If a lender offers a fixed rate loan (as compared to a loan where the interest rate is floating (LIBOR plus a margin)), the lender will usually put in place a back to back funding arrangement or hedging to fund that loan. This will be a private, behind the scenes arrangement that the borrower will not see. If the loan is repaid or prepaid early, then typically the lender will need to unwind that funding arrangement which will result in a "cost", or "loss" to the lender. It would usually expect to be indemnified for this loss or cost by the borrower.

This article explains why it is important to get the drafting right in the funding indemnity.

The courts recently considered a funding indemnity in Barnett Waddington Trustees (1980) Limited v The Royal Bank of Scotland plc [2015]  EWHC 2435 (Ch) (Barnett Case) (which also considered an earlier case, Bank of Scotland v Dunedin Property Investment Co Ltd (1998) IH (1 Div) (Dunedin Case)).
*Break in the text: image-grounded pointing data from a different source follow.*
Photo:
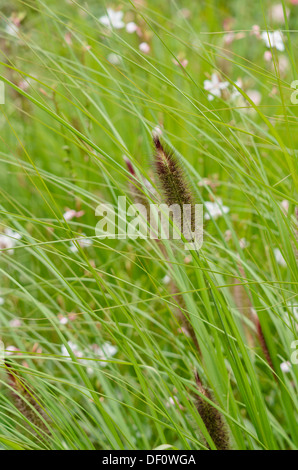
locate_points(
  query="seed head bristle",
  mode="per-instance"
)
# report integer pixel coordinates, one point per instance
(212, 418)
(25, 401)
(172, 179)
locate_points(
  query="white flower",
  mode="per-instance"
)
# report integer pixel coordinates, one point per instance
(15, 323)
(293, 307)
(8, 240)
(75, 349)
(235, 93)
(274, 39)
(144, 47)
(214, 86)
(113, 19)
(279, 257)
(82, 241)
(285, 367)
(166, 279)
(10, 350)
(71, 213)
(215, 209)
(277, 13)
(131, 27)
(12, 29)
(243, 243)
(114, 59)
(255, 96)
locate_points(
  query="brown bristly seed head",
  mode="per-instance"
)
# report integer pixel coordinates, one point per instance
(212, 418)
(23, 399)
(171, 176)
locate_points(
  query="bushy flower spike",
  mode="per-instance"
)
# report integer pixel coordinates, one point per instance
(172, 179)
(212, 418)
(25, 401)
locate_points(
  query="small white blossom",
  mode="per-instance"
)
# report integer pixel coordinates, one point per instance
(166, 279)
(214, 86)
(8, 240)
(71, 213)
(285, 367)
(144, 47)
(113, 19)
(243, 243)
(114, 59)
(82, 241)
(15, 323)
(215, 209)
(279, 257)
(131, 27)
(274, 39)
(12, 29)
(236, 93)
(277, 13)
(9, 350)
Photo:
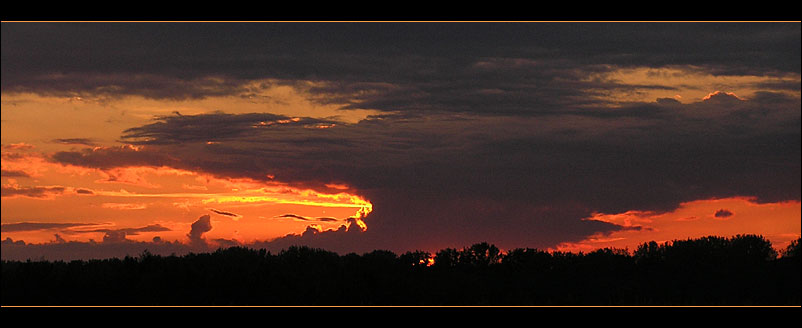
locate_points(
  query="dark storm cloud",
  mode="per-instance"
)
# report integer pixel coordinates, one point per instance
(456, 179)
(212, 127)
(484, 68)
(490, 132)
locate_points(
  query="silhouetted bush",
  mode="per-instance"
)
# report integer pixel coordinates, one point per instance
(742, 270)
Barnett Case and Dunedin Case – a comparison

In the Barnett Case, the relevant phrase being considered by the court was whether the costs associated with breaking an internal swap constituted a "Loss … which the Bank has sustained as a consequence of … (f) any cost to the Bank incurred in the unwinding of funding transactions undertaken in connection with the Facility".

In the Barnett case, it was held that the internal swap was not a "funding transaction" as it was between two divisions of the same entity.

There was also some discussion about manner in which the indemnity clause was drafted. In this case, the indemnity clause was drafted such that for a cost to be covered by the indemnity, it first needed to pass the hurdle of constituting a "Loss" before consideration could be given as to whether is satisfied the requirements of the sub-clause. This narrowed the scope of the indemnity.

In the Dunedin Case, the phrase in the costs clause that was used was much broader, being "cost, charge or expenses incurred in connection with" the financial accommodation provided to the borrower. In that case, the court held that the cost to Bank of Scotland in breaking its external funding arrangements put in place to hedge its risk against a 10 year, fixed interest facility provided to the borrowers was both a "cost" and "incurred in connection with" the financial arrangements, it being noted in particular by Lord president Roger that the words "incurred in connection with" have a very broad construction.

Key take-away

The key take-away for any lender from these cases is to ensure that costs clauses and indemnity clauses in loan documents are drafted in a sufficiently broad manner so as to capture all costs and losses that the lender would seek to recover from a borrower in the event of early prepayment including, if applicable, as a result of an internal hedging break. If any such costs are not acceptable to the borrower, then the negotiation should be had at the outset, leaving both parties clear as to the costs for which they would be liable in the event of early prepayment – rather than leaving this for determination by the courts.

The Loan Market Association REF Loan Agreements do contemplate fixed rate loans as an option, but do not contain a broad enough indemnity. There is a placeholder for insertion of a definition of "Break Costs" that envisages the relevant wording being inserted on a transaction by transaction basis – so take care.